Personal information
- Full name: Gonzalo Ezequiel Reyna
- Date of birth: 23 July 2006 (age 20)
- Place of birth: Villa María, Córdoba, Argentina
- Height: 1.69 m (5 ft 7 in)
- Position: Winger

Team information
- Current team: Universidad de Chile (on loan from Racing Club)

Youth career
- 2018–2019: Lanús
- 2019–2025: Racing Club

Senior career*
- Years: Team / Apps / (Gls)
- 2025–: Racing Club / 2 / (0)
- 2025: → Boston River (loan) / 14 / (0)
- 2026–: → Universidad de Chile (loan) / 0 / (0)

= Gonzalo Reyna =

Argentine footballer

Gonzalo Ezequiel Reyna (born 23 July 2006) is an Argentine footballer who plays as a winger for Chilean Primera División club Universidad de Chile on loan from Racing Club.

==Career==
Born in Villa María, Córdoba, Argentina, Reyna was with Lanús before joining the Racing Club de Avellaneda youth ranks. He was promoted to the first team in 2025 under Gustavo Costas and made his professional debut in the 2–0 home victory against San Lorenzo de Almagro for the Argentine Primera División.

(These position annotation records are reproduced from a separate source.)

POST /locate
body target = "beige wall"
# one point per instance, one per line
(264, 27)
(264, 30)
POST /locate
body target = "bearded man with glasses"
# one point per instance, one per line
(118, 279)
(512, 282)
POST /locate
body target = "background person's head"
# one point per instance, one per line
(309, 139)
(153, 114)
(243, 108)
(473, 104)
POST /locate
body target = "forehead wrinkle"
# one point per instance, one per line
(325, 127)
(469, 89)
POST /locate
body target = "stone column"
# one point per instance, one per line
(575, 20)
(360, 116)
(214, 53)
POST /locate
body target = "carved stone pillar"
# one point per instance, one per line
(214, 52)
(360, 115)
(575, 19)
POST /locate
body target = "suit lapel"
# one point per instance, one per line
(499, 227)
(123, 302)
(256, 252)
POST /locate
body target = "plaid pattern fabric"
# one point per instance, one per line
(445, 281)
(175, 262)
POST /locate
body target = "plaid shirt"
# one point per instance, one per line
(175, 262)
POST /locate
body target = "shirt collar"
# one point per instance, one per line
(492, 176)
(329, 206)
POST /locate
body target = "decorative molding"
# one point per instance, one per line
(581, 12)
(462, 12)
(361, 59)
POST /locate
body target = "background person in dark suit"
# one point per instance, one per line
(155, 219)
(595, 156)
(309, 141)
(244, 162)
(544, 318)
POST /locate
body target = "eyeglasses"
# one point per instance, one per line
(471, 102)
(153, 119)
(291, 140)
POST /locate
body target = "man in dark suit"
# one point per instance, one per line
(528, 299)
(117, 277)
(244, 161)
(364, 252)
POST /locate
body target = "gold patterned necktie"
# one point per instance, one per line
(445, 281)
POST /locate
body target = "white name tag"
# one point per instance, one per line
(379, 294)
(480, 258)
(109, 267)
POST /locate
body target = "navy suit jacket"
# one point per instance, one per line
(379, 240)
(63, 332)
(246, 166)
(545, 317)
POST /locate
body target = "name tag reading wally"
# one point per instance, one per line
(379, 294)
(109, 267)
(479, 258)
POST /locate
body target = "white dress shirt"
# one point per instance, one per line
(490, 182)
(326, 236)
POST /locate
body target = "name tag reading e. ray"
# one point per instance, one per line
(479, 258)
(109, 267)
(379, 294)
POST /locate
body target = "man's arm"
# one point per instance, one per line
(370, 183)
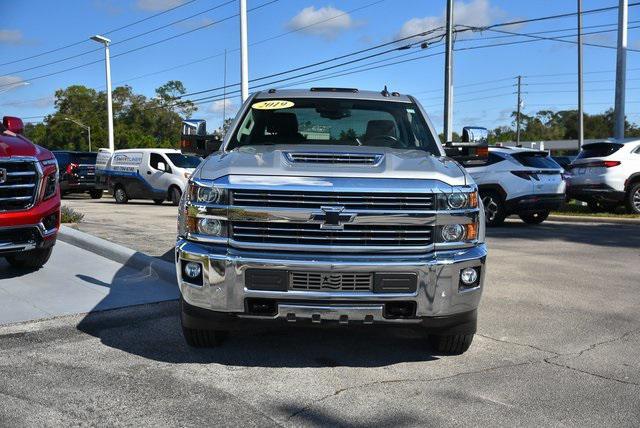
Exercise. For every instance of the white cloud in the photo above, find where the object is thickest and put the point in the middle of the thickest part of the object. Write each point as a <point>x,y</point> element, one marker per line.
<point>9,83</point>
<point>219,106</point>
<point>475,13</point>
<point>157,5</point>
<point>326,21</point>
<point>11,37</point>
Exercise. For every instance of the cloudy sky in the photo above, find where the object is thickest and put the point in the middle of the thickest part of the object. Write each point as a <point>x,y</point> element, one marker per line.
<point>44,46</point>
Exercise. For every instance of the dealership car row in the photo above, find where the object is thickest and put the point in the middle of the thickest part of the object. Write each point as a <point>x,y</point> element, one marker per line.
<point>329,205</point>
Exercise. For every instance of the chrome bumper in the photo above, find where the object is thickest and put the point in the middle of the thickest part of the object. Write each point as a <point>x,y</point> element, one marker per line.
<point>438,293</point>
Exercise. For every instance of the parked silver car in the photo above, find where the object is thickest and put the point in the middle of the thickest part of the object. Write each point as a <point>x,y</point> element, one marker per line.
<point>331,206</point>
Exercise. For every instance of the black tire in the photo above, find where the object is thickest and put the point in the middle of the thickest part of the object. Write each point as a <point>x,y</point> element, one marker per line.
<point>632,201</point>
<point>95,194</point>
<point>601,207</point>
<point>197,338</point>
<point>33,259</point>
<point>174,196</point>
<point>534,218</point>
<point>494,209</point>
<point>120,195</point>
<point>456,344</point>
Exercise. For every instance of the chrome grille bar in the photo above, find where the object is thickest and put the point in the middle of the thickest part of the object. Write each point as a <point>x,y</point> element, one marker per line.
<point>18,189</point>
<point>297,199</point>
<point>330,281</point>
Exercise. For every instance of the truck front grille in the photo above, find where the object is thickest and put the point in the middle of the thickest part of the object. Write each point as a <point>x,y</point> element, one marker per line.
<point>18,185</point>
<point>353,235</point>
<point>330,281</point>
<point>351,200</point>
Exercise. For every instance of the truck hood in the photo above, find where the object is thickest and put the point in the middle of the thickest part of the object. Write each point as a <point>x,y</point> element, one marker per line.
<point>19,146</point>
<point>272,161</point>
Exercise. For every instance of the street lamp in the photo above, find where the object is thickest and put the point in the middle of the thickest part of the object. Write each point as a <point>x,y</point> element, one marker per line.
<point>88,128</point>
<point>106,42</point>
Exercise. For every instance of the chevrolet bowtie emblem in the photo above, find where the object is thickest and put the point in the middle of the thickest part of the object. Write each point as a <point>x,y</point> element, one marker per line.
<point>332,218</point>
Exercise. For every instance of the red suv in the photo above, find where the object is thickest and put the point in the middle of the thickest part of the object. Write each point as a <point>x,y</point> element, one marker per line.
<point>29,198</point>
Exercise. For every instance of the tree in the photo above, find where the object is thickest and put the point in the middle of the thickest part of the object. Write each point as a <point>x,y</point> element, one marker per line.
<point>138,121</point>
<point>170,94</point>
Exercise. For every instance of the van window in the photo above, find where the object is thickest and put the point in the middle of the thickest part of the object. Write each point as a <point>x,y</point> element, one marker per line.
<point>155,159</point>
<point>598,150</point>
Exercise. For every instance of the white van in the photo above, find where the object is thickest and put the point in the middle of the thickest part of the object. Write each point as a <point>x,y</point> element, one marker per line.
<point>156,174</point>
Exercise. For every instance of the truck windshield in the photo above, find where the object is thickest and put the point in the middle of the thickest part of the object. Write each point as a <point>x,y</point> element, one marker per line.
<point>335,122</point>
<point>184,161</point>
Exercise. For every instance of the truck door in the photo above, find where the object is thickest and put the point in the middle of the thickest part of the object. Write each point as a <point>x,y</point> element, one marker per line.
<point>158,174</point>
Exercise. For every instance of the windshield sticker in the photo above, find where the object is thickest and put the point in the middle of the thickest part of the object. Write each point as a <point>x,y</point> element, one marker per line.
<point>272,105</point>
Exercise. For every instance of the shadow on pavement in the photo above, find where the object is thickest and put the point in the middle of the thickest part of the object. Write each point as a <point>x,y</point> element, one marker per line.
<point>154,332</point>
<point>608,235</point>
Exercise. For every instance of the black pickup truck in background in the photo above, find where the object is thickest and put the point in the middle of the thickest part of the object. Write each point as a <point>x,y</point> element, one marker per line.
<point>77,173</point>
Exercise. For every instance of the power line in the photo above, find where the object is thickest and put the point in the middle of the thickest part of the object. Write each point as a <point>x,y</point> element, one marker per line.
<point>130,38</point>
<point>144,46</point>
<point>105,32</point>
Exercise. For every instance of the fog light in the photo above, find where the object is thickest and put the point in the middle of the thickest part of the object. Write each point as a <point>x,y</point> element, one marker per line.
<point>469,276</point>
<point>192,270</point>
<point>210,226</point>
<point>452,232</point>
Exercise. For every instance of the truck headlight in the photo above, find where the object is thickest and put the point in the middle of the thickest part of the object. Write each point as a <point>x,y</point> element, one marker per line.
<point>210,226</point>
<point>452,232</point>
<point>457,200</point>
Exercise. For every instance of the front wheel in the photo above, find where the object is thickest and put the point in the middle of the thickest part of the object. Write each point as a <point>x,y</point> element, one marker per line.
<point>535,218</point>
<point>633,199</point>
<point>455,344</point>
<point>174,195</point>
<point>120,195</point>
<point>33,259</point>
<point>494,209</point>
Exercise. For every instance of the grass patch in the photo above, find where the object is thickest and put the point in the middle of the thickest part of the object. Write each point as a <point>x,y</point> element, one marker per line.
<point>577,209</point>
<point>69,215</point>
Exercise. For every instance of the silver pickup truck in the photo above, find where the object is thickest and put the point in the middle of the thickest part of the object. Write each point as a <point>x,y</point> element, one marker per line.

In January 2026, Reyna moved abroad and joined on loan to Uruguayan Primera División club Boston River and took part in the Copa Sudamericana. In July of the same year, he switched to Chilean Primera División club Universidad de Chile on a one-year loan with a purchase option for the 50% of his rights.